# Financial Hardship - Form 1005



## lili2 (May 16, 2011)

Hi everyone 

I have lodged my Partner Visa Onshore and I am now looking to apply for a change in BVA conditions (working rights) based on Financial Hardship.

I am filling out Form 1005 and I have a few questions! 
Q20) What savings do you have available? - does this include my partners as he is the primary breadwinner at this time... Q24) What is your families weekly income? - as i do not have a 'weekly income' at this time i assume this refers to my partner, however he is paid monthly - do I just need to divide this in order to find out a weekly amount also with the weekly expenses, as most of our larger expenses are monthly? 
Q27) Provide the following info about your family in Australia NOT included in the application..Why cant they support you financially? - will this refer to my partner, or simply blood related family?

Also I understand you are to send in bank statements (yours and partners) as well as any bills/receipts etc.. do you have to send in a excel sheet aswell to show incoming/outgoing or is this just a suggestion? I am thinking about sending in our budget/statements over the course of 1 month, hopefully this will be enough as I dont want to overload? If someone could give me an idea of what documents they have sent - and been successful - that would be amazing!
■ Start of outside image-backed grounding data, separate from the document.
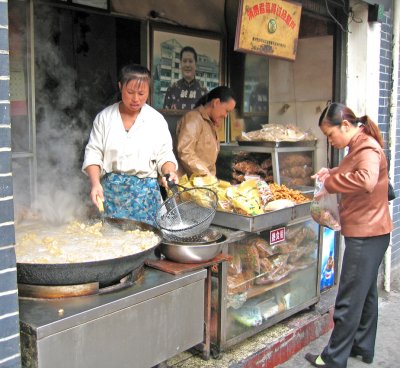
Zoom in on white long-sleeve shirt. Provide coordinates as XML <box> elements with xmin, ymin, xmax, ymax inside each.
<box><xmin>82</xmin><ymin>102</ymin><xmax>177</xmax><ymax>178</ymax></box>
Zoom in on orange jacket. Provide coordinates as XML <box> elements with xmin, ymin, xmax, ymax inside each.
<box><xmin>176</xmin><ymin>105</ymin><xmax>220</xmax><ymax>177</ymax></box>
<box><xmin>325</xmin><ymin>130</ymin><xmax>393</xmax><ymax>237</ymax></box>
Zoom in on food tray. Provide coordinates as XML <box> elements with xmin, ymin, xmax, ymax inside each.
<box><xmin>211</xmin><ymin>202</ymin><xmax>311</xmax><ymax>232</ymax></box>
<box><xmin>237</xmin><ymin>140</ymin><xmax>317</xmax><ymax>147</ymax></box>
<box><xmin>290</xmin><ymin>185</ymin><xmax>314</xmax><ymax>195</ymax></box>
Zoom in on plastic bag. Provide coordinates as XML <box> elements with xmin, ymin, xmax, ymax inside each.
<box><xmin>310</xmin><ymin>178</ymin><xmax>341</xmax><ymax>231</ymax></box>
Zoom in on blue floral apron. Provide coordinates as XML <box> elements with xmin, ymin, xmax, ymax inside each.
<box><xmin>102</xmin><ymin>173</ymin><xmax>162</xmax><ymax>227</ymax></box>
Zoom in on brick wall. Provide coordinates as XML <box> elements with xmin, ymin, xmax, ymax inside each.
<box><xmin>0</xmin><ymin>0</ymin><xmax>21</xmax><ymax>367</ymax></box>
<box><xmin>379</xmin><ymin>10</ymin><xmax>400</xmax><ymax>270</ymax></box>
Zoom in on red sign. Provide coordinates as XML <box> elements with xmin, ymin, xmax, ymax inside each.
<box><xmin>270</xmin><ymin>227</ymin><xmax>285</xmax><ymax>244</ymax></box>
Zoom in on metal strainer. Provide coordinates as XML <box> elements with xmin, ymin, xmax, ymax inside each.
<box><xmin>156</xmin><ymin>182</ymin><xmax>218</xmax><ymax>242</ymax></box>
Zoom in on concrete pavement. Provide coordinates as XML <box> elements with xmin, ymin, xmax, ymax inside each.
<box><xmin>277</xmin><ymin>269</ymin><xmax>400</xmax><ymax>368</ymax></box>
<box><xmin>167</xmin><ymin>267</ymin><xmax>400</xmax><ymax>368</ymax></box>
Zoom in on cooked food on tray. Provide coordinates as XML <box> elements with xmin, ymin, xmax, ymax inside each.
<box><xmin>176</xmin><ymin>174</ymin><xmax>310</xmax><ymax>216</ymax></box>
<box><xmin>15</xmin><ymin>220</ymin><xmax>160</xmax><ymax>264</ymax></box>
<box><xmin>238</xmin><ymin>123</ymin><xmax>317</xmax><ymax>142</ymax></box>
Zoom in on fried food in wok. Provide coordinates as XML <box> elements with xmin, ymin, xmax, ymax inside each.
<box><xmin>15</xmin><ymin>220</ymin><xmax>160</xmax><ymax>264</ymax></box>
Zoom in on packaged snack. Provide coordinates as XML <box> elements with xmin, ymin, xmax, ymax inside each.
<box><xmin>248</xmin><ymin>236</ymin><xmax>275</xmax><ymax>257</ymax></box>
<box><xmin>256</xmin><ymin>180</ymin><xmax>274</xmax><ymax>210</ymax></box>
<box><xmin>228</xmin><ymin>252</ymin><xmax>242</xmax><ymax>276</ymax></box>
<box><xmin>232</xmin><ymin>304</ymin><xmax>263</xmax><ymax>327</ymax></box>
<box><xmin>227</xmin><ymin>183</ymin><xmax>263</xmax><ymax>215</ymax></box>
<box><xmin>238</xmin><ymin>245</ymin><xmax>261</xmax><ymax>274</ymax></box>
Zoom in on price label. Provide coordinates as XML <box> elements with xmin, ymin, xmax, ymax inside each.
<box><xmin>270</xmin><ymin>227</ymin><xmax>285</xmax><ymax>245</ymax></box>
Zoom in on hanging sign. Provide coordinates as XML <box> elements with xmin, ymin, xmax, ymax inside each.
<box><xmin>234</xmin><ymin>0</ymin><xmax>302</xmax><ymax>61</ymax></box>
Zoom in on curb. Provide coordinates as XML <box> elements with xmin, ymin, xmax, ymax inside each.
<box><xmin>236</xmin><ymin>307</ymin><xmax>334</xmax><ymax>368</ymax></box>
I would also be interested to know how hard it is to obtain a job after gaining these working rights, based on the knowledge that you are still only a 'Temporary Resident'...

Apologies for the MANY questions, I'm so keen to get out and work now and I dont want to write the wrong thing!!  Any help would be GREATLY appreciated!


----------



## russellie (May 16, 2012)

Q20 yes - your partner is expected to support you (he promised to do so on the form he signed) so you must include his savings and proof (attach a bank statement).
Q24 - Yes, refers to your joint income so in this case your partner's income. Just divide what he earns in 4 weeks by 4 and attach his most recent payslip. Same with rent, bills - just give them a breakdown of what it costs weekly and attach proof - lease/home loan, car repayments.

Q27 - Yes your partner's family - because immigration assumes they are supportive of your relationship and your partner promising to support you for up to two years so they expect close family ie partner's parents to chip in and help if necessary. And they also want to make sure that your partner's parents are not earning massive amounts of money (basically anything over $160,000). So you could just mention that your partner's parents are retired or semi retired or whatever they are and paying off a homeloan or renting... If you also have blood family you can include a statement about why they cannot support you as well.

Basically cover all bases: that you have tried to find other ways to support the two of you fiancially but it just isn't feasible so you need permission to work.

If you're good with excel go for it - otherwise just do a statement. Always better to give too much then too little to immigation - never give them a reason to refuse you. One month of bills/expences/payslips etc should be good.

Yes you will find it more difficult to get work on a bridging visa and TR (but slightly easier). You might only be able to get jobs that don't require much training/casual jobs. But I suppose anything is better than nothing and it is for 24 months until you get PR then things would become much easier. Depends on how in demand your skills are I suppose.
Good luck.


----------